Aug 10, 2011

金曜会のことなど

『むかしの仲間』 第16号 1994年秋 斎藤高順
金曜会が創設されてから30年近くにもなるのに、今年の3月に初めて会報が創刊されたのです。
私は、創立会員で学研常務の原正次氏の推薦で会員になりました。
先年他界された武川寛海氏も会員でした。
この会は1業種1名という決まりがあり、従って作曲家の会員は未だに私一人です。
毎週金曜日の夕方、新橋のビアレストラン・ミュンヘンに集まり、生ビールを傾けながら話題を交換し合うのが目的です。
同じ仕事の会員が居ないので、普段知らない話題が多く耳に入り中々楽しみです。
勿論、友人や作曲家仲間をヴィジターとして随時参加して貰う事も出来ます。
私が原さんに勧められたのは、当時私には息子が4人居り、何とか娘が1人欲しいと話したことがキッカケです。
原さんがおっしゃるには、斎藤君は女性ホルモンが不足しているから、女性ホルモンが沢山含有されている生ビールを飲むのが何よりだということだったのです。
金曜会の会員になってから妻が妊娠しました。
また男が生まれたらゴナンです?
ところが何と霊験あらたか、昭和42年の5月、我が家に初めて長女が誕生しました。
本当に原さんには深い感謝の心を捧げます。
その娘は音大でバイオリンを学び、現在は結婚3年目です。
私個人の事だけでも、金曜会に入会してから航空自衛隊中央音楽隊長4年、警視庁音楽隊長10年、その他尚美学園短大教授、聖徳大学講師などを経、その間脳腫瘍の手術を12年前に、副腎腫瘍の手術は6年程前にし、何れも回復して現在はフリーで作曲活動を続けております。

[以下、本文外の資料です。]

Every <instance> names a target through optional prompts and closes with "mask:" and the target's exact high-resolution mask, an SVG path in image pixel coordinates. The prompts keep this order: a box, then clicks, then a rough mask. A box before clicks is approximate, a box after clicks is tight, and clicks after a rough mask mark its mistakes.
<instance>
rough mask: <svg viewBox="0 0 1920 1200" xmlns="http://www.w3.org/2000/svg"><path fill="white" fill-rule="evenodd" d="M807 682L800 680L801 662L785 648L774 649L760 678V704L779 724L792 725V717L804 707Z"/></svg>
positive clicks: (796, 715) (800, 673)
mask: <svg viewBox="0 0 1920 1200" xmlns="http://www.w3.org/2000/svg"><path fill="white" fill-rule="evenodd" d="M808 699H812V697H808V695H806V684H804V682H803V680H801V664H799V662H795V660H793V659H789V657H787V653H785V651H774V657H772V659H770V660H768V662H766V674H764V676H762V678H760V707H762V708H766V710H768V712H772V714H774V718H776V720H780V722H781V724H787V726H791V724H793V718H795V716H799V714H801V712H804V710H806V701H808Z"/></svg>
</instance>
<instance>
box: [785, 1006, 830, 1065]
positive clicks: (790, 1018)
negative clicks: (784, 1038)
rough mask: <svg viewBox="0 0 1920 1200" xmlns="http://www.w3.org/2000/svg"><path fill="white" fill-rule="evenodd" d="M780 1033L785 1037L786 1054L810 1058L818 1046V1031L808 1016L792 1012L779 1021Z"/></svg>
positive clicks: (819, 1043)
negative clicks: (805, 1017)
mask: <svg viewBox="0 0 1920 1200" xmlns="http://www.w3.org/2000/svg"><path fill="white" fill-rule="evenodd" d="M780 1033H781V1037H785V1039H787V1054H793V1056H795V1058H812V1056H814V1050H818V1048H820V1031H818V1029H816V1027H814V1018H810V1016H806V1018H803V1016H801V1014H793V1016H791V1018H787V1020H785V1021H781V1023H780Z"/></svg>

そして特別な場合を除き、毎週金曜会に出席して生ビールを楽しんでおります。
航空音楽隊長の頃作曲初演した組曲『エメラルドの四季』から第2楽章「沖縄の夏」が天皇陛下ご還暦奉祝コンサートのプログラムに加えられ、現在の警視庁音楽隊が現隊長牟田久寿氏の指揮で皇居の新宮殿で演奏される事になったのです。
そして作曲者も招待するとの事で新しい御所に招かれました。
その演奏は平成6年2月21日(月曜日)の午後3時半から御所の大広間で行われました。
曲目は5曲あり、私の曲は終わりから2番目に演奏されました。
そして演奏が終わると、侍従が両陛下に私をご紹介下さいました。
陛下は、私に組曲の内容や作曲した動機などについてのご下問があり、それについてお答えしました。
また皇后様も組曲全曲をお聴きになりたいと仰せられましたので、又これが縁となり警視庁音楽隊により組曲『エメラルドの四季』だけのCDが作られ、両陛下に献上されることになりました。
………以上の事を金曜会で話したところ、ビッグニュースとして常任幹事により取り上げられ、伊藤正昭氏(弁護士)の編集になる「金曜会会報」創刊号(平成6年3月25日発行、以後毎月末に発行されている)に掲載されました。